Test input Expected output What it validates
Single node tree 0 Missing target depth
Repeated names 1 1 Distinct counting correctness
Multiple roots 1 1 Forest traversal correctness
Deep chain with large k 0 1 Boundary depth handling

Edge Cases

Consider a forest with multiple roots:

4
a 0
b 0
c 1
d 2
2
1 1
2 1

DFS starts from both roots 1 and 2. Euler intervals become:

Node tin tout
1 1 2
3 2 2
2 3 4
4 4 4

Query (1,1) maps to interval [1,2] at depth 1, which only contains node 3. Query (2,1) maps to [3,4], containing only node 4.

The algorithm handles disconnected trees because every root launches its own DFS.

Now consider nonexistent depths:

3
a 0
b 1
c 2
1
1 5

The target depth is 5, but depth_nodes[5] is empty.
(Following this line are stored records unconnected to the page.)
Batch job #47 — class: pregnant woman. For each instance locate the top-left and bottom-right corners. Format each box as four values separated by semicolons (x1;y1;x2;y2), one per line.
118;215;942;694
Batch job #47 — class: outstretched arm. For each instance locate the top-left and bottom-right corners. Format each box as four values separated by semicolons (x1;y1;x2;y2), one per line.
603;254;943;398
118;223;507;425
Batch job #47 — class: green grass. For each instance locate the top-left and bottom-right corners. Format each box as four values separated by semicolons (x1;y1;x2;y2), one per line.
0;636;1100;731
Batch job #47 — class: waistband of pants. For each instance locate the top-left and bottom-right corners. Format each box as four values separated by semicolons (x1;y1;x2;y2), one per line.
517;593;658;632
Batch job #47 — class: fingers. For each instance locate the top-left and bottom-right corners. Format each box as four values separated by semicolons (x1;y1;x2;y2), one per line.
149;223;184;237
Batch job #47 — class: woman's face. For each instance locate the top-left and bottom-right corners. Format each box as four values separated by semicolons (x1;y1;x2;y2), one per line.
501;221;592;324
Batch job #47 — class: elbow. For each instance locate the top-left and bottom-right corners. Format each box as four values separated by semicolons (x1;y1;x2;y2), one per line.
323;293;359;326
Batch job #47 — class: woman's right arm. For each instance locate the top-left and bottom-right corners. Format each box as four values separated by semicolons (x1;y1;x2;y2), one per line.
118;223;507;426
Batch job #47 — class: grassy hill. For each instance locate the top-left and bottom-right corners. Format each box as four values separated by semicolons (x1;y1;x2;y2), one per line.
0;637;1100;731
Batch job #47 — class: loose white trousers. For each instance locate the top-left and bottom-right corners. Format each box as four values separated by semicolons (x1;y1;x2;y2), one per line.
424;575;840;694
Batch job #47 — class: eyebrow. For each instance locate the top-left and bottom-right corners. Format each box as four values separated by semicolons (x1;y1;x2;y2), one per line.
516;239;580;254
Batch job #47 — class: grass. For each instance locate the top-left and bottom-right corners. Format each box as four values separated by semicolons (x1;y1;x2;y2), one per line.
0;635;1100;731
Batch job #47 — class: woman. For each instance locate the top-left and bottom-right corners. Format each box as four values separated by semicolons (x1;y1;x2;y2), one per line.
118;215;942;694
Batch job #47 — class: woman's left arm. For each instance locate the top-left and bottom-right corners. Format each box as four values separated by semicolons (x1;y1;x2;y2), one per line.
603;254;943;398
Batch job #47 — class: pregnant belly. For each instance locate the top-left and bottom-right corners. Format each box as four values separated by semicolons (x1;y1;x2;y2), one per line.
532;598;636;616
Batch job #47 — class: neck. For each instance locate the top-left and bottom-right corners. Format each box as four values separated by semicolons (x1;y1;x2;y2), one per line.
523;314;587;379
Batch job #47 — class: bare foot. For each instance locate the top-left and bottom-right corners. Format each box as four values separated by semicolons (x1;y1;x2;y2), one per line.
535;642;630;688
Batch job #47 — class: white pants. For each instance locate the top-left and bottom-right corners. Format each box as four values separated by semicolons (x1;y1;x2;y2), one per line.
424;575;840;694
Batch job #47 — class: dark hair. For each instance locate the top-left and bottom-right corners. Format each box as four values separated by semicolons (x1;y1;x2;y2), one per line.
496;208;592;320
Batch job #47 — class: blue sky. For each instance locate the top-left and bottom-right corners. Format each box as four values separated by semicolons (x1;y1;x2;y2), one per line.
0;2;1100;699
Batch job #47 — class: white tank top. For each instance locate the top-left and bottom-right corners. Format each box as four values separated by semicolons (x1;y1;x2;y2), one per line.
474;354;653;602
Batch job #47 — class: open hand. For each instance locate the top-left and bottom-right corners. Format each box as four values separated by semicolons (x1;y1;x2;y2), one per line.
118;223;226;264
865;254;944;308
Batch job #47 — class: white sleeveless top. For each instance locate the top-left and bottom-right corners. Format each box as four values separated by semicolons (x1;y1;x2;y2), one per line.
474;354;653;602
During processing, the node list for this depth is empty, so no Fenwick updates happen. The range query immediately returns 0.

Repeated names inside the same subtree behave correctly:

5
john 0
john 1
john 1
alice 2
alice 3
2
1 1
1 2

At depth 1, nodes (2, john) and (3, john) appear. When processing the second occurrence, the first one is removed from the Fenwick tree.

So the subtree interval contains exactly one active occurrence for john, producing answer 1 instead of 2.